Norouzi Armin, Shahpouri Saeid, Gordon David, Shahbakhti Mahdi, Koch Charles Robert
Department of Mechanical Engineering, University of Alberta, Edmonton, AB, Canada.
Proc Inst Mech Eng Part I J Syst Control Eng. 2023 Sep;237(8):1440-1453. doi: 10.1177/09596518231153445. Epub 2023 Feb 17.

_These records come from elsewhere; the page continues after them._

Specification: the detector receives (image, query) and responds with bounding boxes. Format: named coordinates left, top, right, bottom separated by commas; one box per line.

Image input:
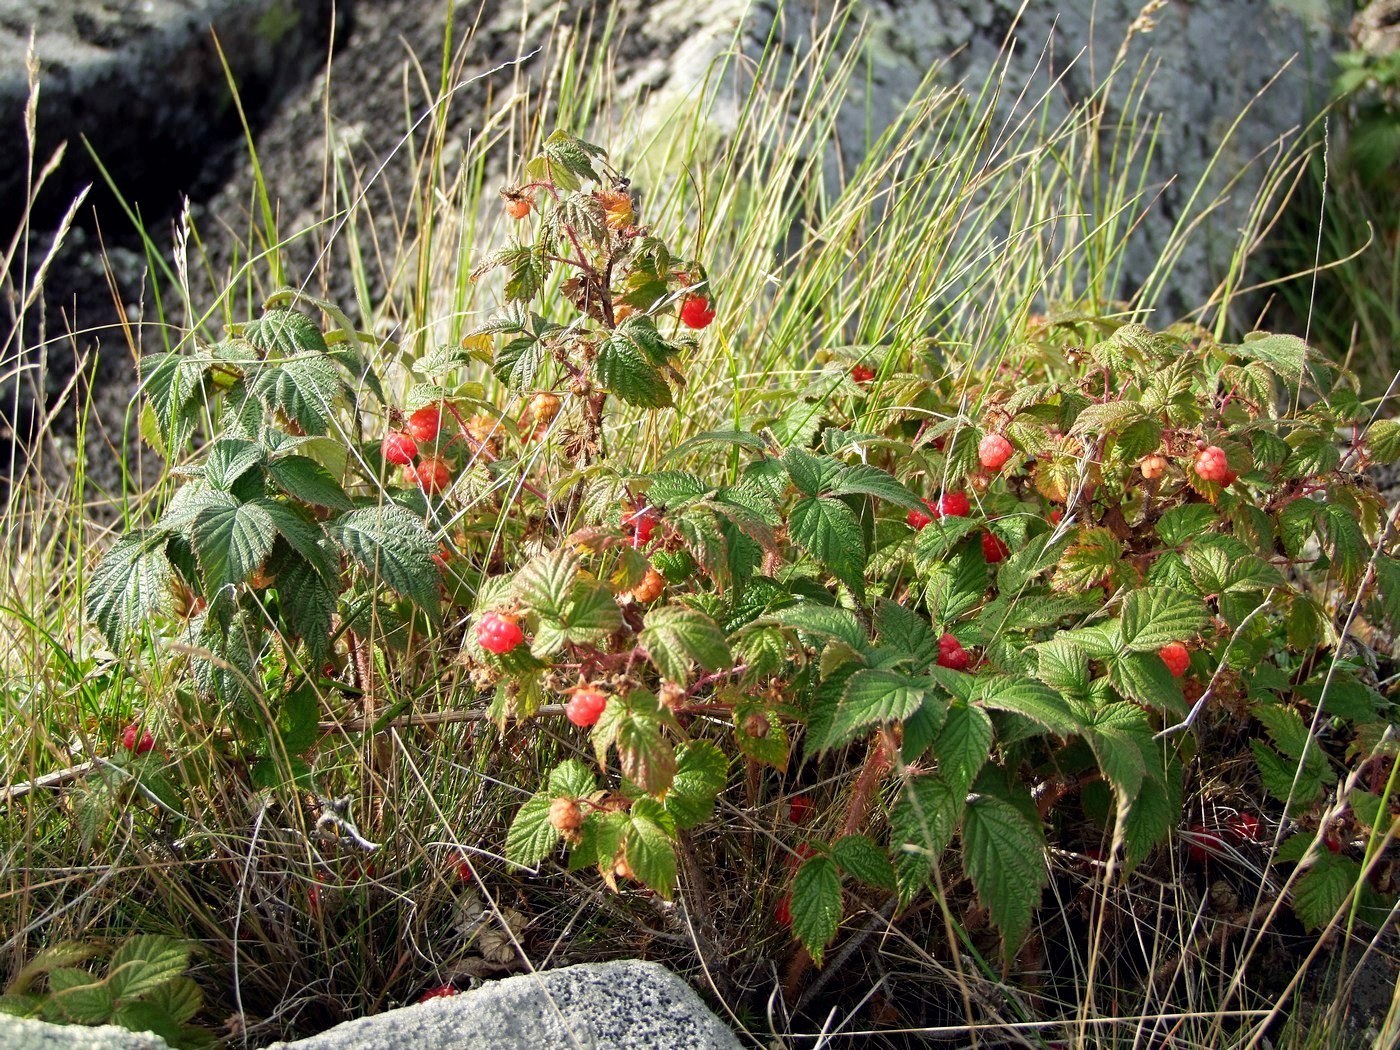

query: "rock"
left=0, top=961, right=741, bottom=1050
left=0, top=1012, right=169, bottom=1050
left=266, top=960, right=743, bottom=1050
left=631, top=0, right=1336, bottom=314
left=0, top=0, right=342, bottom=228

A deep reinforcement learning application is investigated to control the emissions of a compression ignition diesel engine. The main purpose of this study is to reduce the engine-out nitrogen oxide emissions and to minimize fuel consumption while tracking a reference engine load. First, a physics-based engine simulation model is developed in GT-Power and calibrated using experimental data. Using this model and a GT-Power/Simulink co-simulation, a deep deterministic policy gradient is developed. To reduce the risk of an unwanted output, a safety filter is added to the deep reinforcement learning. Based on the simulation results, this filter has no effect on the final trained deep reinforcement learning; however, during the training process, it is crucial to enforce constraints on the controller output. The developed safe reinforcement learning is then compared with an iterative learning controller and a deep neural network-based nonlinear model predictive controller. This comparison shows that the safe reinforcement learning is capable of accurately tracking an arbitrary reference input while the iterative learning controller is limited to a repetitive reference. The comparison between the nonlinear model predictive control and reinforcement learning indicates that for this case reinforcement learning is able to learn the optimal control output directly from the experiment without the need for a model. However, to enforce output constraint for safe learning reinforcement learning, a simple model of system is required. In this work, reinforcement learning was able to reduce emissions more than the nonlinear model predictive control; however, it suffered from slightly higher error in load tracking and a higher fuel consumption.
研究了一种深度强化学习应用,用于控制压缩点火式柴油发动机的排放。本研究的主要目的是在跟踪参考发动机负荷的同时,减少发动机尾气中的氮氧化物排放,并使燃料消耗最小化。首先,在GT-Power中开发了一个基于物理的发动机仿真模型,并使用实验数据进行校准。利用该模型和GT-Power/Simulink联合仿真,开发了深度确定性策略梯度。为了降低出现意外输出的风险,在深度强化学习中添加了一个安全滤波器。基于仿真结果,该滤波器对最终训练的深度强化学习没有影响;然而,在训练过程中,对控制器输出施加约束至关重要。然后将所开发的安全强化学习与迭代学习控制器和基于深度神经网络的非线性模型预测控制器进行比较。该比较表明,安全强化学习能够准确跟踪任意参考输入,而迭代学习控制器仅限于重复参考。非线性模型预测控制与强化学习之间的比较表明,对于这种情况,强化学习能够直接从实验中学习最优控制输出,而无需模型。然而,为了对安全学习强化学习施加输出约束,需要一个简单的系统模型。在这项工作中,强化学习比非线性模型预测控制能够更多地减少排放;然而,它在负荷跟踪方面存在稍高的误差,且燃料消耗更高。